Hacker News new | ask | show | jobs
by mitchs 2220 days ago
Something worth knowing: TCP checksums should not be relied upon. If you aren't using TLS, your application needs to do its own checksums. A 16 bit 1's complement sum over a packet is not sufficient, especially given modern switch ASIC design. They take really fast signals off the fiber and turn them into slow moving, parallel signals within the ASIC. Often these signal buses are nice even numbers of bytes wide, 204 in this example. When there is something flawed in the chip in the slower moving internal pipeline, it will hit the same bit position every 204 bytes. If it is borked enough to flip two bits within the packet, those flips will be in the same bit position a multiple of 204 bytes away, meaning the same bit position in the 1's complement checksum. If one flips up, and the other flips down, it passes! In my case it ended up corrupting data in a BGP session's TCP stream, executing the world's most confusing route hijack in our network.
3 comments

One of our favorite troubleshooting stories was "3% of TLS connections fail on this particular frontend IP address. HTTP works."

Turned out our cloud provider's networking gear had a bug that disabled ECC and there was a bit flip happening. Convincing the provider's support that we had found faulty hardware in their datacenter was an interesting journey.

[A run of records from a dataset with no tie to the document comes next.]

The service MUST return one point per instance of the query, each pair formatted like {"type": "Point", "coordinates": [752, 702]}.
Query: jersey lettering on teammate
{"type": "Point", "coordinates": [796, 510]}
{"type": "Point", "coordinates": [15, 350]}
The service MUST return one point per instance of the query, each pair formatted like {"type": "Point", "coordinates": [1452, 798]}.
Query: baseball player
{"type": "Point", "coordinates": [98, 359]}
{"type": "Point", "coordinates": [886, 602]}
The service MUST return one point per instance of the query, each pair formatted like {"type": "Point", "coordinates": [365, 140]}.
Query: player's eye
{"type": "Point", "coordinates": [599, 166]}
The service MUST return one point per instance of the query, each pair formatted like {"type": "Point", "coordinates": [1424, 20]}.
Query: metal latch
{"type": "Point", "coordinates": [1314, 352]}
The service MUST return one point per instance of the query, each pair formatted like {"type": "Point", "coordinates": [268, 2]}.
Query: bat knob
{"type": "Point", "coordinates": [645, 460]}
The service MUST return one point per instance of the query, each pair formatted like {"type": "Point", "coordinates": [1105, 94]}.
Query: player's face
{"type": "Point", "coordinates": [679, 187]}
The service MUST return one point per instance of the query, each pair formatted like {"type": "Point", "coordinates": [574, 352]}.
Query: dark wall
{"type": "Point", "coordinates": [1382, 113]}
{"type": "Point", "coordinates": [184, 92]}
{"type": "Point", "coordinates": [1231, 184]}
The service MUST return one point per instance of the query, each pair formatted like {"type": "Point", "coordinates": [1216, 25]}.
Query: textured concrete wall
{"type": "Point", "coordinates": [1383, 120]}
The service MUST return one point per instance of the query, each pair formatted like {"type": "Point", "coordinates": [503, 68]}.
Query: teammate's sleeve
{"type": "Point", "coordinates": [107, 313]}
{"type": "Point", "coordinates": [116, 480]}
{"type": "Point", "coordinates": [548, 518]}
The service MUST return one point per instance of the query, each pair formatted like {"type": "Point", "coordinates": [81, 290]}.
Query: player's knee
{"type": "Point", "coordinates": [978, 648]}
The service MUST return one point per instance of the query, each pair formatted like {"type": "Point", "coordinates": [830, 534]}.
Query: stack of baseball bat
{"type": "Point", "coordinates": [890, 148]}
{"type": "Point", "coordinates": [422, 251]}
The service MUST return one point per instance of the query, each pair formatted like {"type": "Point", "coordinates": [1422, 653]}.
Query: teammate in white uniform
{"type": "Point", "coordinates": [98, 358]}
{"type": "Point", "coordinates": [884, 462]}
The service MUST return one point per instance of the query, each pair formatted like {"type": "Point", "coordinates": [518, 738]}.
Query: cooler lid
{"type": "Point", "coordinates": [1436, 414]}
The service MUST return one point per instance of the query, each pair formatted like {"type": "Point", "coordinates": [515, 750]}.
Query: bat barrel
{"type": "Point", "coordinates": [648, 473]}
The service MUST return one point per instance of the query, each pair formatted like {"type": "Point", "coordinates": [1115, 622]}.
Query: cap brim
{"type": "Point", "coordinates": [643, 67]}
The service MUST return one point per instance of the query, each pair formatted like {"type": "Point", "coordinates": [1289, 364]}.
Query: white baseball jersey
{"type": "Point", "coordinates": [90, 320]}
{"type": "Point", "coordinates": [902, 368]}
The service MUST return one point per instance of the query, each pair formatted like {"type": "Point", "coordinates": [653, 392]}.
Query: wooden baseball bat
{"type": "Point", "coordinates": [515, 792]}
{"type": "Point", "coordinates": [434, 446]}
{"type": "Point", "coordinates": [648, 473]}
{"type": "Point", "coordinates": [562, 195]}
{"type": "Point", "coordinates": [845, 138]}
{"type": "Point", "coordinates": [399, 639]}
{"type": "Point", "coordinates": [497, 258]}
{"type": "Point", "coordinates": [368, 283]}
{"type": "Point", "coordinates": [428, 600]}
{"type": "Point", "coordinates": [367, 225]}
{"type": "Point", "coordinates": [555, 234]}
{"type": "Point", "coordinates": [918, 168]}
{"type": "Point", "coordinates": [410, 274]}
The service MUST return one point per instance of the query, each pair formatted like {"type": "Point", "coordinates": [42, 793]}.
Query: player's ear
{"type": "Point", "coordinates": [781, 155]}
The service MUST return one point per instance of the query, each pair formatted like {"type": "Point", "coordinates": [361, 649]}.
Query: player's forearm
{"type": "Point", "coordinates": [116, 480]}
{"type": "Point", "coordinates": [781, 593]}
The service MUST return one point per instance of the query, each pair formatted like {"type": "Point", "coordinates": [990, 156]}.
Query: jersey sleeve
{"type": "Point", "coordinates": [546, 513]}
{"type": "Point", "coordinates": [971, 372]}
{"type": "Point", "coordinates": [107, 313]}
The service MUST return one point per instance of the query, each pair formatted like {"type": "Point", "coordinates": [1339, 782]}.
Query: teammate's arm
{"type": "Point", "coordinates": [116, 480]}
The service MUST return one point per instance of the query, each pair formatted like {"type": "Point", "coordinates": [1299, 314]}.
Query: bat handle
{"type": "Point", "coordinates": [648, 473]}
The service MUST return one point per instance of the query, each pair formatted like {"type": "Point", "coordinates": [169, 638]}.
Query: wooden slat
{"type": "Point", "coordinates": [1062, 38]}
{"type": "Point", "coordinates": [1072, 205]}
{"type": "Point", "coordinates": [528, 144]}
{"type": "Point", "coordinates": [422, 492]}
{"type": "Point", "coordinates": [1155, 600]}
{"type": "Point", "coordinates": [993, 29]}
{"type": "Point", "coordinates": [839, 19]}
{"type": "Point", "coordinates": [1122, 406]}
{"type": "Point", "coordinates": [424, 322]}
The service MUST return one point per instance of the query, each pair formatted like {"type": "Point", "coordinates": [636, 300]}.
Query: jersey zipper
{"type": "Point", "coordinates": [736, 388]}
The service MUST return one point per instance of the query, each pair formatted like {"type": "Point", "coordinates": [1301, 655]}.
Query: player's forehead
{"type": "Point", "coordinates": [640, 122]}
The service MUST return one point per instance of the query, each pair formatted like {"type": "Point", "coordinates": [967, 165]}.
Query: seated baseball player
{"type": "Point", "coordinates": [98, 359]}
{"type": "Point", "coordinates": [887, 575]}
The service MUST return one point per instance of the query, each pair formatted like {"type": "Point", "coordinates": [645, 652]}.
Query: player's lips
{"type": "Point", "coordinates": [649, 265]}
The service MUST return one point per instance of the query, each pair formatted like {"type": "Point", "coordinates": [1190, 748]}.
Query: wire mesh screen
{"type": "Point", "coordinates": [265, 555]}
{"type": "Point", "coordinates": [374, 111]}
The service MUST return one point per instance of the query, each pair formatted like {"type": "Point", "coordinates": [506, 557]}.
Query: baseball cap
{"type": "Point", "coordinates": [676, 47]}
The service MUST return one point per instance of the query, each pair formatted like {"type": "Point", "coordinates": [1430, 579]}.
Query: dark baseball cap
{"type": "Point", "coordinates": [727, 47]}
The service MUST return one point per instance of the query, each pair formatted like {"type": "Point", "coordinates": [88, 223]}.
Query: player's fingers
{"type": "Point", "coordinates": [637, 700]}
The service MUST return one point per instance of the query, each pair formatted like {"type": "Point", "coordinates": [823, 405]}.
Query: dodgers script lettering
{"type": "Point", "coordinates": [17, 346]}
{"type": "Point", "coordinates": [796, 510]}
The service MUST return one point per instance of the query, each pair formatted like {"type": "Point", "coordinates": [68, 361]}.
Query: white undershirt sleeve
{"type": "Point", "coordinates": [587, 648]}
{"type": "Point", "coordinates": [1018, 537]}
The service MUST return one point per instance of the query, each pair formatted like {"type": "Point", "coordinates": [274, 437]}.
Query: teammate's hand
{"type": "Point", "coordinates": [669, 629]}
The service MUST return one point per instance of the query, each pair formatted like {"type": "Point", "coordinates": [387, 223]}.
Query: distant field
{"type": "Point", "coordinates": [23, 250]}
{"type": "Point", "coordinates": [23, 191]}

I signed up to thank you for this insight. It's the kind of thing you would eventually find out on your own too but having read it somewhere in words saves time when something wonky happens somewhere and the data supports the conclusion. There are people who would swear by the chips/ hardware not being an issue (which is usually correct but not always).

I wonder, why would somebody use 204 bytes -> 1632 bits, why not less (why not more for e.g. jumbo frames). Is there some data sheet / source that you would recommend?

Ah... Network hardware troubleshooting. Truly, it separates the frustration tolerant from the frustration intolerant. If not because of the challenge of having to take into account things mist programmer's treat as invisible, but because it usually involves at least one conversation with another network provider to check their stuff; which generally leads to the most passive aggressive dodging of blame until you get that one operator who's one goal in life is to keep the Internet running correctly.